--MY
ARMS ARE SO EMPTY, THE BREEZE HAS BLOWN THEM OFF
Storm Lake
The storm hits without warning, and
by Tuesday, snowdrifts as tall as four feet have already blocked the front
door.
I try to call my wife but there’s no
cell service. Today’s our anniversary:
seven years. She’s in Baltimore for a
convention. When she returns we’re
supposed to make a decision about whether we’re too broken to mend, her having
had an affair with her boss, me being too scared to leave her.
Snow continues to drop, thick as
mud, plates of the stuff. Outside tree branches
break every half hour or so, the wreckage sounding like thunder and gunfire.
The power’s been out since
evening. Rotten food odors fill the
kitchen. The refrigerator leaks dirty
water. The silence in the house is so
still it’s unnerving, and now I can see my breath.
The dog stares at me, her head
cocked, as if she senses doom. When I
let her piss in the house, then mop up the floor, she scampers to a corner and
begins mewling.
Outside, the lake is a white shelf,
an ivory island. Ducks--looking more
like decoys than the real things--cluster in the northeastern corner. Part of me wishes I owned a gun.
Our house in the woods is set a mile
back from any road, and I know no one will be coming soon. Power outages in these parts can take days to
be repaired.
The dog starts to moan, as if it’s
sick or injured or possessed. When I
toss a sock at her, she shreds the thing in an instant.
The marriage counselor my wife and I
tried always seemed to take my wife’s side.
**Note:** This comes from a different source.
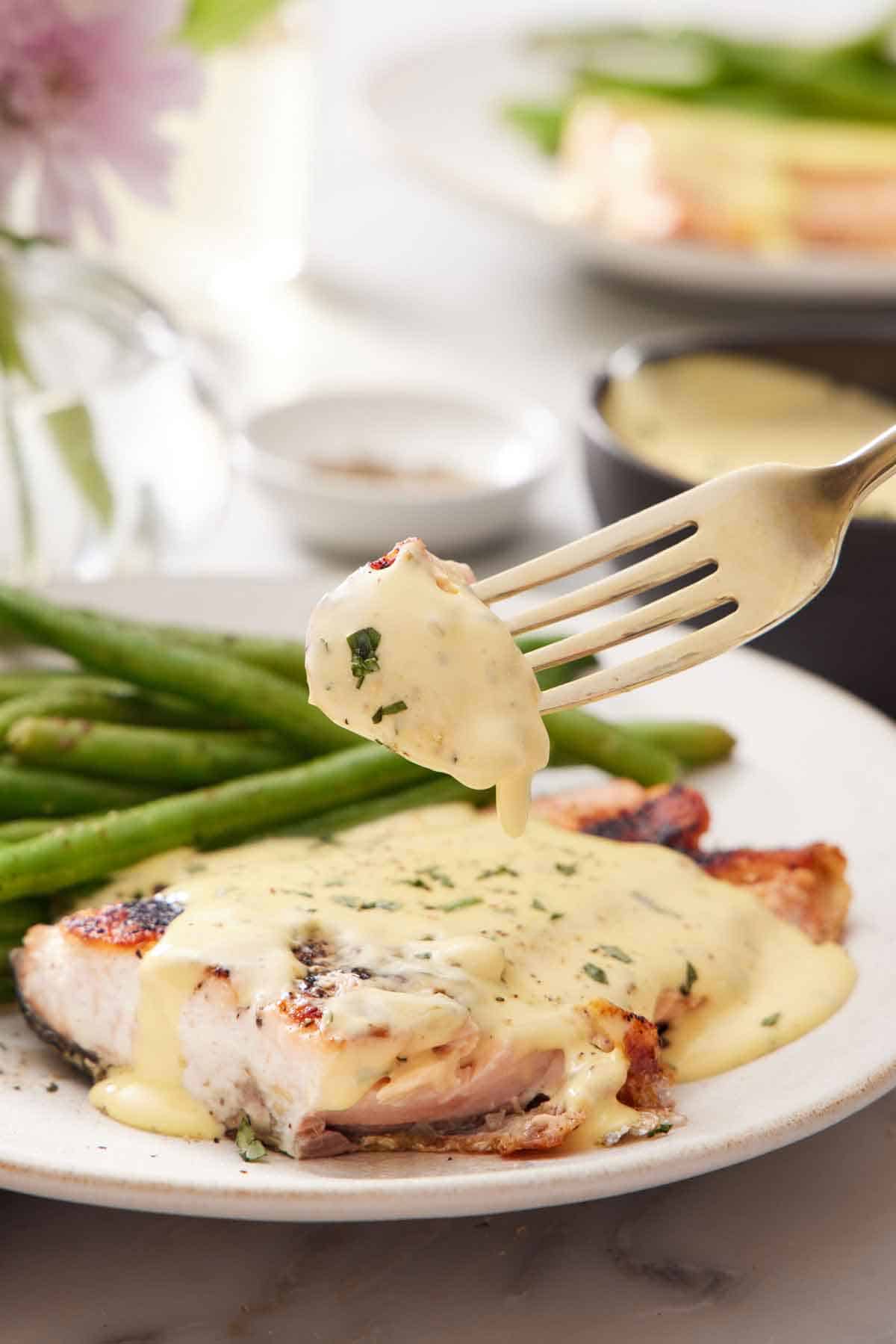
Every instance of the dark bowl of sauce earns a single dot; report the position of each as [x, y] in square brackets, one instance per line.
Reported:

He said my wife’s motivations for the affair could be numerous. He suggested I was, in many ways, more than
responsible. He said men who ignore
their spouses are asking for trouble.
When I look over at the dog, she’s
chewing the leg of a stuffed chair and staring at me, growling as she rips off
splinters. “Have at it,” I say.
I ball up old newspapers and my
wife’s Vogue magazines and start a fire in the sink. I go to the bedroom and rummage through her
dresser drawers, returning with lacy bras and thongs, most with the price tags
still on. They’re slow to catch flame,
smoldering a ghostlike smoke.
When I was a kid, my brother and I
used to walk across the lake when it froze over. He’d go out the farthest, mocking my
cowardice. I told him I’d heard another
boy had fallen through the ice, but that only caused my brother to titter and
call me chicken shit.
The homes across the shore all have
their lights on. It’s a half mile
trek. I get my coat and hat and
boots. I walk through mattresses of
snow, down a slope to the frozen waterfront.
I look back at the house, hooded with drifts of gleaming white. I tell it goodbye and I think I mean it.